# Newbie looking for help



## junkie (Jun 22, 2008)

Hi fellow TT members, just signed up to find some info on buying a Mk1 TT.

Ideally looking for a buyers guide if there is one about on here or any common things to look out for/posible expensive issues/recalls, that sort of thing.

Which engines came on what year?
Are they all Quattro?

Ideally looking for a Bam 225 if we can afford the insurance on it, i can but its the "one who must be oboeyed" that may make it more of a struggle for us lol.

So if we cant then how do the 150 and 180 differ as when both are remapped they come out pretty similar.

Suppose these are typical newb questions so apologies if they are, hope somebody can help me out, looking to spend a budget of approx 8K, not much i know but thats where im at.

Thanks

Simon


----------



## junkie (Jun 22, 2008)

Well finally found the info i wanted.

http://www.********.co.uk/ttforumbbs/vi ... php?t=8582
http://www.********.co.uk/ttforumbbs/vi ... php?t=8302

The wonderful world of TT's is a very confusing one.

I only ever thought there were the different engines and the S Line but it seems not.

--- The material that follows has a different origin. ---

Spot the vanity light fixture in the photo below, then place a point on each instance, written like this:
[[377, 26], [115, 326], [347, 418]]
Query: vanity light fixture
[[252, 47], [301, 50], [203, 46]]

Looking in the 2nd link i see the TTC and TTR, what do these mean???


----------



## Mike753TT (Jan 2, 2008)

Coupe & Roadster :wink:


----------



## junkie (Jun 22, 2008)

Its all so simple when you know the know :lol:


----------



## Wallsendmag (Feb 12, 2004)

Welcome to the forum


----------



## oO TTLee Oo (May 26, 2008)

Hello and welcome to the forum
hope you find the right TT for yourself...I'm sure you will. 8)


----------